Thursday, November 11, 2021

Happy Armistice Day (Veterans Day)! And God Bless America!

 



In 1893, a 5-year-old Jewish boy named Israel stepped off the boat at Ellis Island with his parents and six siblings. Having spent all they had for the journey to America from the Russian Empire, they arrived virtually penniless. Israel had few memories of his life in what is now Belarus, except that his house had been burned to the ground. To top it off, when they arrived at Ellis, their last name was changed. Quite a beginning for such a little kid.

Israel’s father found work at a kosher meat shop and his mother became a midwife. Most of his siblings were employed, and at the age of 8, after only 2 years of school, “Izzy” began selling newspapers on the street corner.

He heard the music coming from the saloons all around him, and when he would sing the songs, people tossed coins at his feet. He soon discovered his gift... and his calling.

When Israel was just 13, his father died, making life harder for his mother. Because he wasn’t bringing home much money, Izzy decided to leave home at 14. He lived on the Lower East Side with hundreds of other homeless boys.

With his voice as his only tool for making money, Izzy sang at saloons and anywhere people would pay him, and he finally landed a job as a singing waiter in Chinatown. After the bar closed at night, he would pick out tunes on the piano, teaching himself to play, but the rest of his life, because he never learned to read music, he only played in the key of F-sharp.

Izzy’s persistence paid off, and by the next year, he’d sold his first song for 75¢, which he had to split with the guy who helped him compose it. The publisher misspelled his last name, but he liked it and it stuck. It’s the name he used on his hit song of 1911, which sold millions of sheet music copies. He changed what his first initial stood for and kept the misspelled last name until his death in 1989, at age 101.

By 1917, the US was embroiled in WWI, Izzy was now a US citizen with notoriety and money. And then the Army drafted him... to write music. He was put to work on a fundraiser musical about life in the Army. It was a smash hit and raised $150,000. He had written a song to include, but at the last minute, pulled it out. He would have to tweak it a little.

Throughout the 1920s, everything he touched turned to gold. He became the name and face of true American music. He also co-founded ASCAP, an organization to protect copyrights of music artists.

In the late 1930s, as WWII loomed in Europe, as a Jewish American, Israel felt the need to respond to Adolf Hitler’s anti-Semitism with a peaceful song. He thought about the song he had shelved in 1918, and he pulled it out and changed a few lines.

He approached a famous singer who had her own radio show and asked her if she would lend her beautiful voice to its lyrics.
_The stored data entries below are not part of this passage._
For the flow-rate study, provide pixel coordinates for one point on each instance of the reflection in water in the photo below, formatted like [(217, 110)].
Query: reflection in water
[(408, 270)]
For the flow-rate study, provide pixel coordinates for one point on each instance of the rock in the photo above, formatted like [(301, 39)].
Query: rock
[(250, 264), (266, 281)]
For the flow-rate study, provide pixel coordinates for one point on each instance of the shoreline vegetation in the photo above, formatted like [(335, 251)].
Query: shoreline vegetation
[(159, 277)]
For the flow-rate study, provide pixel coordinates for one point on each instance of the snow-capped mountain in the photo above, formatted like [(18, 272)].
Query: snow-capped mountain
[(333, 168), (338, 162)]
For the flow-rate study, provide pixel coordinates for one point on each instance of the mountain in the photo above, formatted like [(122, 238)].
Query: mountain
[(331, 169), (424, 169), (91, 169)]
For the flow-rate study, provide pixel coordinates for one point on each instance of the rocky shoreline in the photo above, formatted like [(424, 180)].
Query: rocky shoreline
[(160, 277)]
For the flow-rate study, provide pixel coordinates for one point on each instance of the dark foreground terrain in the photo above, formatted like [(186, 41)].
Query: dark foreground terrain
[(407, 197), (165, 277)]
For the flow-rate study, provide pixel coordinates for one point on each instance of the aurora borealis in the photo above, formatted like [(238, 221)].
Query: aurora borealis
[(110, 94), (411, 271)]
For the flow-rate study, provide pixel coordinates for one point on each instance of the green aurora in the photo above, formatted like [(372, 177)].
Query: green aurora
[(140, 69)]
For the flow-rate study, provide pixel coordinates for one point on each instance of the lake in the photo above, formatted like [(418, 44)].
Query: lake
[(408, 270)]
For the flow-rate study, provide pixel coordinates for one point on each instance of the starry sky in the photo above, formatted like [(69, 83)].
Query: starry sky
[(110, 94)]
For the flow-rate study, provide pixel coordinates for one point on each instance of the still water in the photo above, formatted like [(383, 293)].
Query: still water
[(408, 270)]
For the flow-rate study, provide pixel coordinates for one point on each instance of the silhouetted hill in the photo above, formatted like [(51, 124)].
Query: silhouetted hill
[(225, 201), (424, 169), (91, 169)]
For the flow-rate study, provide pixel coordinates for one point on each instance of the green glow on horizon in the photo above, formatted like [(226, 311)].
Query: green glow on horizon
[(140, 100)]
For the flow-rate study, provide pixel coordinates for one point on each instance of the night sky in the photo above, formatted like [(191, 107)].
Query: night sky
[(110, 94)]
She agreed.

And so, on Armistice Day, November 11, of 1938, the soprano with no formal voice lessons sang the music of the composer with no formal music training, and the famous sounds of Kate Smith singing Irving Berlin’s “God Bless America” soared across the air waves and into history.

“God Bless America” has become nearly the equivalent of the national anthem for Americans, and one of the most requested songs in our nation’s history.

One of his other most-requested songs you may recognize comes around every year about this time... “White Christmas.”

Israel Beilin, whom we all know as Irving Berlin, wrote over 900 songs, 19 musicals, and the scores to 18 movies, and received innumerable awards. To Berlin, who was unashamedly patriotic, his greatest award was that he came to America penniless and homeless, and she embraced him. And he loved her so much, he gave her her own style of music.

Happy Armistice Day (Veterans Day)! And God Bless America!